For the past few years, I've noticed an increase in brain fog, which completely disappears a few days into a fast, and returns within minutes of breaking it. Lately I have also suffered from eczema or atopic dermatitis, and now I'm getting vision deterioration, joint pain, stiffness, vertigo, tinnitus, and some IBD or Crohn's type symptom--haven't passed anything but liquid for a month. Just a few days ago I stumbled across some fascinating and possibly crucially important information which may explain these phenomena. There's a guy named Grant Genereux ( https://ggenereux.blog/
). He's a Canadian about my age who suffered from severe eczema and has come up with a theory that it (or any "autoimmune" condition) is really chronic and systemic vitamin a poisoning. That sounds pretty far out, and he's aware of just how unorthodox it is, but he makes a remarkably compelling case. He's not a doctor or clinician of any kind; he's a geologist and IT engineer, so his analysis has proceeded along lines free from any potential biases present in the medical establishment. On his blog he offers free e-books explaining his reasoning, and while they can sound hyperbolic (the title of the first is Extinguishing the Fires of Hell
), if what he's saying turns out to be true, he's not overreacting. Anyway, he was able to completely reverse his condition simply by avoiding all foods containing vitamin a or carotene (which isn't that simple, actually; they're in most foods). He believes that the liver absorbs and stores these compounds until its capacity is exhausted, at which time the toxins "overflow" into our blood and begin to affect other tissues (skin, intestines, eyes, nerves--pretty much anything). Vitamin a may not even be a vitamin--he already debunked the very experiments which determined that it is (which he describes in his second e-book, Poisoning for Profit
). Interestingly, the symptoms for vitamin a poisoning encompass those of various autoimmune diseases. I got about 30 pages into Extinguishing...

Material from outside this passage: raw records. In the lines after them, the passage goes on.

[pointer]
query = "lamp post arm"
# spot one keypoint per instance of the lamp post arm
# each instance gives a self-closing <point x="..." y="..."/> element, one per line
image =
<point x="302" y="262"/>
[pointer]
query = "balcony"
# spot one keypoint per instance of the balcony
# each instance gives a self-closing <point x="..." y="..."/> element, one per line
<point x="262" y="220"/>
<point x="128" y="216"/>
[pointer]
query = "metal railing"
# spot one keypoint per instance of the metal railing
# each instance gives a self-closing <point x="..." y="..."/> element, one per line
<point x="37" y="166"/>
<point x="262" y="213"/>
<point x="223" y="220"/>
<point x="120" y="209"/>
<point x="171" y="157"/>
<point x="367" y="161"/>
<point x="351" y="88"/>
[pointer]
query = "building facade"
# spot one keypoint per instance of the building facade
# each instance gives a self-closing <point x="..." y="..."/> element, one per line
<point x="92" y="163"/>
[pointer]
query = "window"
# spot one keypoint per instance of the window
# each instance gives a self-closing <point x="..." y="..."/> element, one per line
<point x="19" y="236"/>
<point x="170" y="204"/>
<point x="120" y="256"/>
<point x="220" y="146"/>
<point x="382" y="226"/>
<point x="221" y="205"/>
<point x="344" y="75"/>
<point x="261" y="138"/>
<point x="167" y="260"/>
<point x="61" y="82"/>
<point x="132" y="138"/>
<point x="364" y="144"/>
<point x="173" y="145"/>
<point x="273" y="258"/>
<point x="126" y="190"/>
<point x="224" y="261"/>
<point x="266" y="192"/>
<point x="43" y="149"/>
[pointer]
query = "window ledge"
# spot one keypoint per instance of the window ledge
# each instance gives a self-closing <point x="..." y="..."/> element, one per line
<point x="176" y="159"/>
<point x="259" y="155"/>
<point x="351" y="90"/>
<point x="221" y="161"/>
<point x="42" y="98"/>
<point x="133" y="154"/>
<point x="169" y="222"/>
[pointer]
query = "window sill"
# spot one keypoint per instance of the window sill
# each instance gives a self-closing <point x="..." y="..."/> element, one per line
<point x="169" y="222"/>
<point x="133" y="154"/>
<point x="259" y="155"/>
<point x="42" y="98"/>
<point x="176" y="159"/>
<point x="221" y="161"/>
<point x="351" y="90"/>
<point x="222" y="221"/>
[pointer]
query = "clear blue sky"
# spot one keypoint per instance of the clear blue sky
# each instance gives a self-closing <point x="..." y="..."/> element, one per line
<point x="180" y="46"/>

before I resolved to try it myself, so I embarked on a fast a couple days ago, and once the brain fog clears and I decide to start eating again, I'm going to abstain from any trace of vitamin a or carotene. I'll know pretty quick if that's where the brain fog comes from, because it has always returned immediately, so if I eat some vitamin a free food, my head will stay clear if that's the cause, and of course I'm also hoping for resolution of the other symptoms plaguing me. Mr. Genereux isn't selling anything, not even the books--the two I've read are around 400 pages each and represent a considerable effort on his part to collect and relate all the information they contain (He's got another on breast cancer, which I haven't read yet). His main goal is for other people to validate his experience, because if his revolutionary thesis is correct, dissemination is imperative. So far, as expected, most medical professionals are uninterested and/or contemptuous. I highly recommend reading his material, and introducing it to anyone with autoimmune difficulties; what he proposes isn't going to hurt people, but may just save them.